Realizing its use was technically improper, and that fighting it in court will cost a bundle, the user figures it’s worth paying something to make the problem go away. In legal parlance, this is known as a “nuisance” settlement.

It’s a difficult situation. Payment enriches the troll, rewards predatory abuse of the Copyright Act, and depletes scarce resources from a productive member of society. In my book, this is a social wrong — if not an evil — that’s as bad or worse as spamming and cybersquatting.

Don’t let this happen to you. Only use images from a source you trust, read the fine print, and if you have any doubt about an image, don’t use it. Until the law treats copyright trolls (and the unsavory lawyers who help them) as criminals, the best you can do is ensure that you don’t become their victim.

USPTO Invites Reports of Phony Trademark Specimens

After starting to audit trademark registrations, the U.S. Patent and Trademark Office has rolled out a pilot program inviting trademark owners to rat out their competitors’ filing of fraudulent specimens.

Specimens are proofs of use that a trademark owner submits to show its mark is being used in customer sales — usually a prerequisite to registration. Apparently, some file bogus proof in order to get a registration.

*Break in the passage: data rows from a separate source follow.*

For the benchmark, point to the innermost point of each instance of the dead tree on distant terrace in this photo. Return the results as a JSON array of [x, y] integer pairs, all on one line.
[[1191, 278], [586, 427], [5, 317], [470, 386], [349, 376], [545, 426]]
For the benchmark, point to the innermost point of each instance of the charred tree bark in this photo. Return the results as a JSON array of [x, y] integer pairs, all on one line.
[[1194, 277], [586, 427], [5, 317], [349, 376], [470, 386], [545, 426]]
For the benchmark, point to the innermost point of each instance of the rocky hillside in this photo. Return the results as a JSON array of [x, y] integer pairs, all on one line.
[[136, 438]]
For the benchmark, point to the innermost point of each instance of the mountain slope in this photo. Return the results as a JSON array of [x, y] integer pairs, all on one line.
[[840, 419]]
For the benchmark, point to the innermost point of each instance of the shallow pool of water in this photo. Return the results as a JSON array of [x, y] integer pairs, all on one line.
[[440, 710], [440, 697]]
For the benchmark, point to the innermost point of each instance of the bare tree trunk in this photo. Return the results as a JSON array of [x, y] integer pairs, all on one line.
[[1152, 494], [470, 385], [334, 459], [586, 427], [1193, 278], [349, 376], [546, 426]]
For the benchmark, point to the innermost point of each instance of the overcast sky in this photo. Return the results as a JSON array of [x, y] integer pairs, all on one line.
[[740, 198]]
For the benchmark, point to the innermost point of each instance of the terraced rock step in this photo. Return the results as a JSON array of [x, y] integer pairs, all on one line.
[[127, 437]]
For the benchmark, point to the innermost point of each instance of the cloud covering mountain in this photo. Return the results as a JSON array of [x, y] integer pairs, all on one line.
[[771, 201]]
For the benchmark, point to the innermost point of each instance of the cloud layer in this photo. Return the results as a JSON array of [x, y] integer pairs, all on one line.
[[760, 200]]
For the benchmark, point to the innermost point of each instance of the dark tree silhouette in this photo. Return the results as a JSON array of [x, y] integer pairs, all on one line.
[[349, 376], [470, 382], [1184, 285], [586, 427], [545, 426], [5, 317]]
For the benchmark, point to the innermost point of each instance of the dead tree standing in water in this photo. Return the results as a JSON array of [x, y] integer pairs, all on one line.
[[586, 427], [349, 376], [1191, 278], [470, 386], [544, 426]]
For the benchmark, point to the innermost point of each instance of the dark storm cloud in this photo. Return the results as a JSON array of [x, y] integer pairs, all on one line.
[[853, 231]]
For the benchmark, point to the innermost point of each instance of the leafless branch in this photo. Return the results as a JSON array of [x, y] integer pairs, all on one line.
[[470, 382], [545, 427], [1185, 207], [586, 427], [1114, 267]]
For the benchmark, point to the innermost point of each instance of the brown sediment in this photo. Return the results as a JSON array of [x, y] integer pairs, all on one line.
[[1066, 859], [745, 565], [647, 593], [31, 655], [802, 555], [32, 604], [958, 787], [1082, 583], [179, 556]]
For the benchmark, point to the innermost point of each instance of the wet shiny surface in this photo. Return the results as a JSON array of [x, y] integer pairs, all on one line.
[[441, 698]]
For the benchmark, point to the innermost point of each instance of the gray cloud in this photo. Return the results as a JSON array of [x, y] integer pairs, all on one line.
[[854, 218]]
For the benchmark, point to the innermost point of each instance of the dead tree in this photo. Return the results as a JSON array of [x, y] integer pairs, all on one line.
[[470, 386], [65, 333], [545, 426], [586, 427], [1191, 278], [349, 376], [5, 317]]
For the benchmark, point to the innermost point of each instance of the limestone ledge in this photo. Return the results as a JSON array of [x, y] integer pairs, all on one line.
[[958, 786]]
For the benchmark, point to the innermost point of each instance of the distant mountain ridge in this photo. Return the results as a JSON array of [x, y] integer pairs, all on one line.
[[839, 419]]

I didn’t realize this was a problem. The USPTO seems to think so. It identifies two scenarios in which it invites notice of a suspicious filing: when the reporting party (1) has “objective evidence of third party use of the identical image without the mark in question, such as the URL and screenshot from an active website or a digital copy of a photograph from a print advertisement and the publication in which it was featured”; or (2) can identify “prior registration numbers and/or serial numbers of applications in which identical images of objects, mock ups of websites, etc., all bearing different marks[,] have been submitted to the USPTO.”

In these cases, the USPTO asks that notice be sent to: TMSpecimenProtest@uspto.gov.

Timing is key. The USPTO states that emails must be received no later than 30 days after the date the subject mark is published for opposition. It doesn’t say what it will do in response to the notices. Apparently, it will decide whether (and what) action is warranted. The USPTO states the program will continue based on “operational need,” and may be discontinued at any time.

As with its auditing program, I support efforts that promote honesty in trademark filings and the accuracy of our trademark registers. It doesn’t benefit bona fide trademark owners to have fraudsters lurking in their midst. It’s just curious that there apparently are enough bogus filings that the USPTO believes there is a problem. 

If the USPTO is correct, rat ‘em out!